A page 1 story in The Wall Street Journal1 is bringing national attention to a practice that allows physicians to profit from lab tests performed by others. The most disturbing aspect of this practice is that it could have a detrimental effect on patients when an inferior lab is chosen to perform tests because of an arrangement with a physician looking to maximize profits.

The Wall Street Journal article discusses referral deals wherein a physician sends a patient sample to an outside lab for testing, the lab charges the physician a discounted fee, and the physician bills the patient’s insurer for a much higher amount. In most cases, the physician doesn’t tell the insurer that someone else performed the test at a discount. These arrangements appear to be wrong on so many different levels. They create a climate in which one shaky deal leads to another. To profit financially, some physicians are moved to order tests when a medical necessity has not been established, and other unethical practices follow. These include upcoding medical problems to get higher reimbursements; billing for tests not actually performed; accepting kickbacks from labs looking to increase business; and bundling tests, but billing for them individually to increase profits. Even when physicians haven’t crossed the line into clearly illegal territory, referral deals are a questionable business at best.

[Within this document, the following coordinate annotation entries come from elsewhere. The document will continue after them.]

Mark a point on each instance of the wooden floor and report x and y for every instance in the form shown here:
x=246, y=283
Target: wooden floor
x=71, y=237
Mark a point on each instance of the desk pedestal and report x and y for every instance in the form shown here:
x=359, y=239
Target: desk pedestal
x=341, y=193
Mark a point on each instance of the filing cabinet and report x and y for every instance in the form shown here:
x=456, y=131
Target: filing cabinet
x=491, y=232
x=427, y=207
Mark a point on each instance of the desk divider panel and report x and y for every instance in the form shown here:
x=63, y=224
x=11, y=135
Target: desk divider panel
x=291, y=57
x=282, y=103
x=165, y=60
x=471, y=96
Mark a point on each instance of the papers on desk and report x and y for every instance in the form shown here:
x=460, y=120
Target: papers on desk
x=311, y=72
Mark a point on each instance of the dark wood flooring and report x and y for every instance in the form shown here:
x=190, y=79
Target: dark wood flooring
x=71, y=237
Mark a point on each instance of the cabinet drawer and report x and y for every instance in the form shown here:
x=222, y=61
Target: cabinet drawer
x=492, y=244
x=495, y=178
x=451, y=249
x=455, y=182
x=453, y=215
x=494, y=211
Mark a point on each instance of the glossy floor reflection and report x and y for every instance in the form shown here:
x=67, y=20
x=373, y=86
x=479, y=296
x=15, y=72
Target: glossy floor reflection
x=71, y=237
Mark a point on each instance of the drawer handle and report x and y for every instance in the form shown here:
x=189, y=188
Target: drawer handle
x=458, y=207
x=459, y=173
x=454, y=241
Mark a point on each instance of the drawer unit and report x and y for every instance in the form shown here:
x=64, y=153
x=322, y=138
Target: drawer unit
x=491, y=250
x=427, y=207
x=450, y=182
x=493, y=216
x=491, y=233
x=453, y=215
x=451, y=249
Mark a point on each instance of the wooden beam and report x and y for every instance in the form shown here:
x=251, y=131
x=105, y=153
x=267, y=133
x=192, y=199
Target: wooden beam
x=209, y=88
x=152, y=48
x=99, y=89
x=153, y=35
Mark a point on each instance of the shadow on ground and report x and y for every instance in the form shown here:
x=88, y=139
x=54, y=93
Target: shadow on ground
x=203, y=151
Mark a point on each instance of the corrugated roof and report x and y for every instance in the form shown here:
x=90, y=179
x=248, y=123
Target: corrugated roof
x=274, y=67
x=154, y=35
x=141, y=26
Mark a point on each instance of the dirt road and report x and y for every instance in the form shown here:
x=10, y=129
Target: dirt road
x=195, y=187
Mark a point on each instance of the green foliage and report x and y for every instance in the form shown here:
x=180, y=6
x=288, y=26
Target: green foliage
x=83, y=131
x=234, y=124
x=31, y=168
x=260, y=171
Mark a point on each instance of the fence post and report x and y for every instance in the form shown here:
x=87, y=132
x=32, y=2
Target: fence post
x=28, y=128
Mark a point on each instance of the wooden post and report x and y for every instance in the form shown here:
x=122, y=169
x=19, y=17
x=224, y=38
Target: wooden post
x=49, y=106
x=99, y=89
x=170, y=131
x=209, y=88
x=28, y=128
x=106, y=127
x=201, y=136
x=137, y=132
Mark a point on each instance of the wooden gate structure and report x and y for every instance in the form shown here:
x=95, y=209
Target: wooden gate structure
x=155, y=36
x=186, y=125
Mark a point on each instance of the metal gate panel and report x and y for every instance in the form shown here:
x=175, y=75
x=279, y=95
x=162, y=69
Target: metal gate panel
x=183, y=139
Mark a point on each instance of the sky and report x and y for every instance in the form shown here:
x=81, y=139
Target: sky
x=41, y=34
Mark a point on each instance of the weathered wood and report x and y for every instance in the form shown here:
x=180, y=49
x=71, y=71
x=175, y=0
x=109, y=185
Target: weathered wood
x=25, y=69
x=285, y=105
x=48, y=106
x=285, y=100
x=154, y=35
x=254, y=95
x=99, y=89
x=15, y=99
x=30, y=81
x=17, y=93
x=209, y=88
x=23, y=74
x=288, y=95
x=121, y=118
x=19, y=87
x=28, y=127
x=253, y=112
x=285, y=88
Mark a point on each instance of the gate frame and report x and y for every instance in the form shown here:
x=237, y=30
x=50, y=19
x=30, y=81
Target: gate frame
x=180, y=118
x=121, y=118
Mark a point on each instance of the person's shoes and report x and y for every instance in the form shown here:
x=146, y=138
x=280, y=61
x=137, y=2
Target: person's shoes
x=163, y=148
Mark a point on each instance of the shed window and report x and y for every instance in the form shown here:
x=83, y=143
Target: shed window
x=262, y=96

How do physicians justify what appear to be clear-cut ethics violations in referral deals? Some insist that so-called markups are a minor profit center that offset staff costs and other overhead expenses required to obtain and preprocess specimens, interpret and document the results, communicate results and treatment decisions to the patient, and bill for all of the above. Indeed, in its code of ethics, the American Medical Association says that while physicians should not charge a markup, commission, or profit on services rendered by others, they can levy a processing charge on these services.

While private insurers can require those performing lab tests to do the billing themselves, few believe that this would put an end to questionable physician-lab alliances. For example, this would not prevent labs from rewarding physicians who bring them business.

Even as more attention is being focused on referral deals, these arrangements are increasing rapidly as physicians look for new sources of income and labs look to increase business. Unfortunately, those who stand to lose the most are patients—especially when labs are selected based not on quality, but because of a business deal with a physician.

Carol Andrews
[email protected]

Reference
1. Armstrong D. How some doctors turn a $90 profit from a $17 test. Wall Street Journal. September 30, 2005:A1.